Después de la pertinente explicación, los niños ayudados siempre por la monitora, que guiaba el martillo en manos de los pequeños, procedieron a romper en trozos su ladrillo, para poder restaurarlo después, de acuerdo a las instrucciones de Ana. Para amortiguar los ruidos y que no se desperdigaran trozos nos ayudamos de una manta. Primero empezamos a romper los ladrillos dentro del recinto, para a continuación, salirnos a la calle, no fuera a ser que rompiéramos el suelo. Toda precaución siempre es poca. Una vez roto el ladrillo, la monitora siempre nos quitaba algún pedacito, para añadir un pelín más de dificultad a la restauración del mismo.

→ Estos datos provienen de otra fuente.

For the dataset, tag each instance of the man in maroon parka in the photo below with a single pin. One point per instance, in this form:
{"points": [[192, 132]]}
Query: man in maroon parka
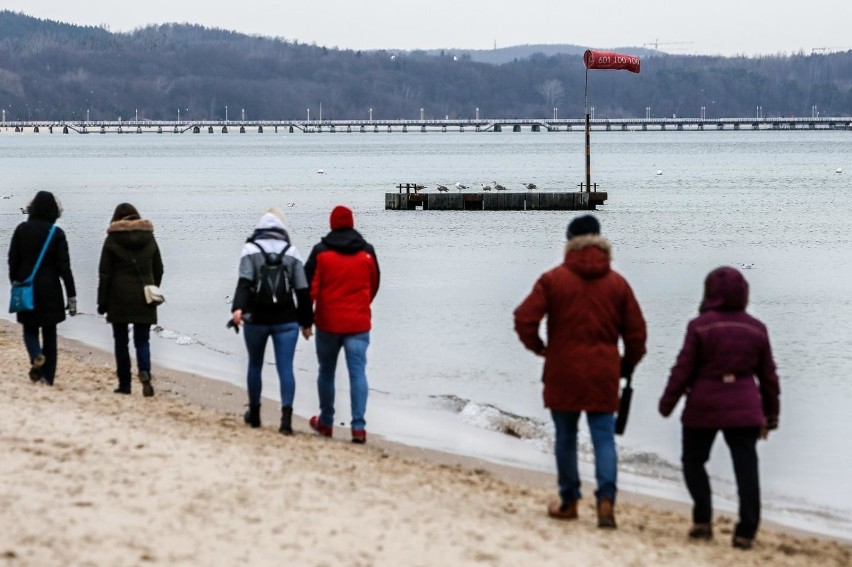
{"points": [[588, 307]]}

A continuación, teníamos que recomponer los trozos del ladrillo y pegarlos con pegamento y con cinta carrocera. Siempre nos faltaba algún trocito, que es el que íbamos a rellenar con escayola, para su restauración. Los papás ayudaban a sus pequeños a recomponer este particular puzzle o rompecabezas de trozos de ladrillo, que habían sido desordenados a posta por la monitora, para añadir más complejidad a la tarea.
Una vez completado el rompecabezas de trozos de ladrillo, se procedía a amasar con el rodillo plastilina blanca y se ponía por debajo y lateral de los huecos libres, para contener la escayola vertida y que no hubiera fugas de la misma. Los niños llenaron un vaso de plástico blanco con agua del grifo, le echaron polvos de escayola y con un palito iban moviendo hasta obtener una masa homogénea, con la que rellenar todos los trocitos del ladrillo roto, hasta cubrir por completo, todos los huecos.
Ahora había que esperar a que se secara, quitar la cinta carrocera y la plastilina y proceder a una de las técnicas de restauración explicadas por Ana: el puntillismo, que consistía en impregnar un cepillo de dientes con pintura del color del ladrillo y de arriba a abajo mover el dedo, para proyectar puntitos en el ladrillo y que de lejos se aprecie su restauración. Luego habría que tallar los pegotes de escayola, pero esa parte, nos la saltamos, porque esa tarea corresponde a los profesionales de la restauración. Para hacernos una idea de cómo es este oficio, yo creo que fue suficiente la experiencia. También nos habló de otra técnica, que se llama regatino. Mientras espérabamos a que se secara, hicimos otra mezcla de agua con escayola y la vertimos en un plato de plástico, para que los pequeños hicieran su huella de mano. Luego nos dieron otro plato con cuatro colores de pintura de dedos: amarillo, rojo, blanco y marrón y utilizamos ese mismo plato, de improvisada paleta de colores. Después de seca la huella, procedimos a pintarla con un pincel fino y el resultado fue espectacular, sin duda, un bonito recuerdo para adornar la repisa de nuestra chimenea.
La experiencia resultó ser muy grata y recomendable y aprendimos mucho. Una jornada de convivencia estupenda que sin duda, ayuda a acercar a padres e hijos y aprender más de ellos, con sus preguntas y acciones. Los 5 euros que nos costó la actividad estuvieron muy bien invertidos. Ocupamos nuestra mañana de sábado, de 10 a 14 horas, con una actividad de calidad, que dio más sentido a nuestro tiempo de calidad con hijos.